Robust projections could lead House Republicans to accept the Iowa Senate’s plan to accelerate state income tax cuts. But House Speaker Pat Grassley points to a 2018 law includes a benchmark that state tax collections grow by at least 4% before the tax cuts are triggered to kick in.
“We might sit here tomorrow and revenue has grown to a point where it’s not an issue, but if that’s not the case, we’re going to take a cautions approach to looking at the triggers,” Grassley told reporters this morning.
Governor Kim Reynolds supports removing that tax revenue measurement, so a series of promised income tax cuts automatically take effect in 2023.
“We recognize that’s been a priority of the governor’s so we’ll engage in those conversations,” Grassley said.
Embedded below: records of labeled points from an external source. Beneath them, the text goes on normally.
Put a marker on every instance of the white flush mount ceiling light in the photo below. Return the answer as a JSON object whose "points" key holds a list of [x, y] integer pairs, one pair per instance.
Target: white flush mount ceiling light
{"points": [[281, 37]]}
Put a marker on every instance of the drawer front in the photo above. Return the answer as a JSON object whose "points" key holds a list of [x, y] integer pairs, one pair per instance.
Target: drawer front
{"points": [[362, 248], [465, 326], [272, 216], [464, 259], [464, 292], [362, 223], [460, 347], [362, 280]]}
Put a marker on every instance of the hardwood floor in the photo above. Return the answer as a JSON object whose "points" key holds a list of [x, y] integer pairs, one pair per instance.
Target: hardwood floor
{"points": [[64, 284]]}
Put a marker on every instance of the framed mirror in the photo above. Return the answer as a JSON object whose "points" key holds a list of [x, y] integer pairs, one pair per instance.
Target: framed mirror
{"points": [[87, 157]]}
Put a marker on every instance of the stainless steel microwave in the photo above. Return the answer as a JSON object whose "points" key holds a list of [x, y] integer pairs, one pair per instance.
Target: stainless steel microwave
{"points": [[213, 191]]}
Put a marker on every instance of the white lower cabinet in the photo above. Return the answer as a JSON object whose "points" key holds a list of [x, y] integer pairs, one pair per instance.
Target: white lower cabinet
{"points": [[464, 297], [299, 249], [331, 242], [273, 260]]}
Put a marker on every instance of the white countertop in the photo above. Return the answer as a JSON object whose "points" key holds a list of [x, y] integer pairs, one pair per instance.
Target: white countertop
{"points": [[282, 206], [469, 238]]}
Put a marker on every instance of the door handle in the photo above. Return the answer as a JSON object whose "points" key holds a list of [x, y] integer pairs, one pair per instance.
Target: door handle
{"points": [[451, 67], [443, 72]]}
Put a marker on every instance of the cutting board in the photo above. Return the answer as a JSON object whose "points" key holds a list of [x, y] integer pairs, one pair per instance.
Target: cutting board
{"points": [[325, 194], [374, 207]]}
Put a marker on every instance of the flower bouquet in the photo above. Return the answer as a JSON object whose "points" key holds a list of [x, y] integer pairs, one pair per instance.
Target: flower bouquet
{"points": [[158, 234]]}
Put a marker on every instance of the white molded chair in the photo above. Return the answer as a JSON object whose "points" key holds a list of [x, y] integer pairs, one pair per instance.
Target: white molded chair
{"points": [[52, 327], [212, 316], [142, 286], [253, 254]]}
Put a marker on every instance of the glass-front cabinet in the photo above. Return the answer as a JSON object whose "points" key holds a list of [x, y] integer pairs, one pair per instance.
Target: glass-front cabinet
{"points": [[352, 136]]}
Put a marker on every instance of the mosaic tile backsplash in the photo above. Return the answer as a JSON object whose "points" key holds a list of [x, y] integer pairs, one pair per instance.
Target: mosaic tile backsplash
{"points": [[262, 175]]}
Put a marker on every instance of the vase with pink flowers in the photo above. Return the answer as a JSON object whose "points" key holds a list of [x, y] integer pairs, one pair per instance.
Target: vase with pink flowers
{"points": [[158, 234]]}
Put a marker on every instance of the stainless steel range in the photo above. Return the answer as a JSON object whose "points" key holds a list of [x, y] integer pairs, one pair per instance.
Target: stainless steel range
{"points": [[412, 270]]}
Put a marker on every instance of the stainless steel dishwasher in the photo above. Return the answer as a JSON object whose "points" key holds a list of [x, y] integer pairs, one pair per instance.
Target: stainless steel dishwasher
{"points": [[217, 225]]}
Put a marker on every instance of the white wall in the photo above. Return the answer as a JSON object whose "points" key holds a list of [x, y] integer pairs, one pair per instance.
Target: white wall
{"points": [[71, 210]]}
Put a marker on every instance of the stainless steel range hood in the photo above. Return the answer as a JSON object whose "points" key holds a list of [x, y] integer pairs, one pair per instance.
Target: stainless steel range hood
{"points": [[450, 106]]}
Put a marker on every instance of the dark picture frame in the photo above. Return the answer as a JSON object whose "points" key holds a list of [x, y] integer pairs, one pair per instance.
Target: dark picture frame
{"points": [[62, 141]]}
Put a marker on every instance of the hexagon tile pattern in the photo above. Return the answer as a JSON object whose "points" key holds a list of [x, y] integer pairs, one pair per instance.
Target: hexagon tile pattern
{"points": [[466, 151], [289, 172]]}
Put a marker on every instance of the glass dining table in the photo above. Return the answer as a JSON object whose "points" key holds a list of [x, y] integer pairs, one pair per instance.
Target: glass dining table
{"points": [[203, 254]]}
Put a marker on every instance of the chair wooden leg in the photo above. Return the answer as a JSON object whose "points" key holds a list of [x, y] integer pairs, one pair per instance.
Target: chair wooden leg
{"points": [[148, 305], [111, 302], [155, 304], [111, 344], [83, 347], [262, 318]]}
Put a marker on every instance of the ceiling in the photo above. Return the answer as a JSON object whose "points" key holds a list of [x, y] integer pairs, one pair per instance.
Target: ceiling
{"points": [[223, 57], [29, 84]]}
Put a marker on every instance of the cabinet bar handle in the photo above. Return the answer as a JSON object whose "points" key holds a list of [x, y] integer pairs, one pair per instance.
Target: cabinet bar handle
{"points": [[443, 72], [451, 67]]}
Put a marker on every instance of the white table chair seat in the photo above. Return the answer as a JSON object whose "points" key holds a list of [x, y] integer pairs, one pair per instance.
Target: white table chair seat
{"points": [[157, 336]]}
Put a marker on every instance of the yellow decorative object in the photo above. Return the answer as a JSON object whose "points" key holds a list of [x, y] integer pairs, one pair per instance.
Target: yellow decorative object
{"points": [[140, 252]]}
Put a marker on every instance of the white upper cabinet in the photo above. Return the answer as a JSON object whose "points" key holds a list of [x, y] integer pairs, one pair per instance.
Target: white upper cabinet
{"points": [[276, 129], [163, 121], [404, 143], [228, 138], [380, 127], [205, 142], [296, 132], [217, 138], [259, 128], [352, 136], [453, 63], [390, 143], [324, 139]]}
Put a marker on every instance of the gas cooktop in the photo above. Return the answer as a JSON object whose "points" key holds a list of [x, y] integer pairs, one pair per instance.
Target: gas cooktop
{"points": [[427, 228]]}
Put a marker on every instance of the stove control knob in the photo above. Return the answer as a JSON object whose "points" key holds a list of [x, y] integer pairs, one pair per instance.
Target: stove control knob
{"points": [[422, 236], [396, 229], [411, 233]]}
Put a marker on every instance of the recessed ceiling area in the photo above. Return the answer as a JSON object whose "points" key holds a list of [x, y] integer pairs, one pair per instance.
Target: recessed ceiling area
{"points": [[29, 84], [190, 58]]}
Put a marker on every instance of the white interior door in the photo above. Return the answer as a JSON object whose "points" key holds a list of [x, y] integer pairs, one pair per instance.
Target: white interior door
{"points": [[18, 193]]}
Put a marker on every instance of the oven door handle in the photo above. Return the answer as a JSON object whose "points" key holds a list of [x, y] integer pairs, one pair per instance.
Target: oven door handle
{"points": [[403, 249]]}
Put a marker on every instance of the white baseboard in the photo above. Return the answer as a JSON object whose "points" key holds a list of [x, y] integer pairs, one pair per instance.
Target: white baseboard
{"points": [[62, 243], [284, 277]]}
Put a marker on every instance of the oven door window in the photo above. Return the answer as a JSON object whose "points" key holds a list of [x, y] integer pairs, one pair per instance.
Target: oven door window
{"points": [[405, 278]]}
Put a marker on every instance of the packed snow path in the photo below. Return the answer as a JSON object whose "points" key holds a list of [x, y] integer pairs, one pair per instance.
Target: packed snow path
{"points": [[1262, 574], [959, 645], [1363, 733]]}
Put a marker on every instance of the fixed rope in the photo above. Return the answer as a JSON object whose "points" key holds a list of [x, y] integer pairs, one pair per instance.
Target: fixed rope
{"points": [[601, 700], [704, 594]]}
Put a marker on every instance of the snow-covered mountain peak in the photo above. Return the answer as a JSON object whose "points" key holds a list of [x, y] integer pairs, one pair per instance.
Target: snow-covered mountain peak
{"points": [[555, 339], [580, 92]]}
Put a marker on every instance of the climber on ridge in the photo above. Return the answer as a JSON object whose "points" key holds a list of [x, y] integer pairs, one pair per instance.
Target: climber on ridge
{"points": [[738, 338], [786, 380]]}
Another factor in the tax debate has been federal pandemic relief money, which is not to be used by states to cut taxes. The U.S. Treasury Department has issued a statement, saying states may cut taxes this year, so long as an accounting shows the extra federal funds aren’t the reason a state is in a position to cut taxes. Grassley said he hasn’t seen that statement, but lawmakers will look at “potential tax changes if it doesn’t jeopardize” the federal aid.
“We obviously want to get money back in the pockets of hardworking Iowans, but we also want to do that in a responsible way that we don’t end up upside down like some of our neighbors,” Grassley said.
Last month, the governor of Illinois proposed corporate tax changes that would raise $932 million more in taxes. The State of Illinois faces a budget deficit. Iowa has nearly a billion in cash reserves and the state’s economic emergency fund. Democrats have argued the pandemic is an emergency and that money should have been spent in a variety of ways.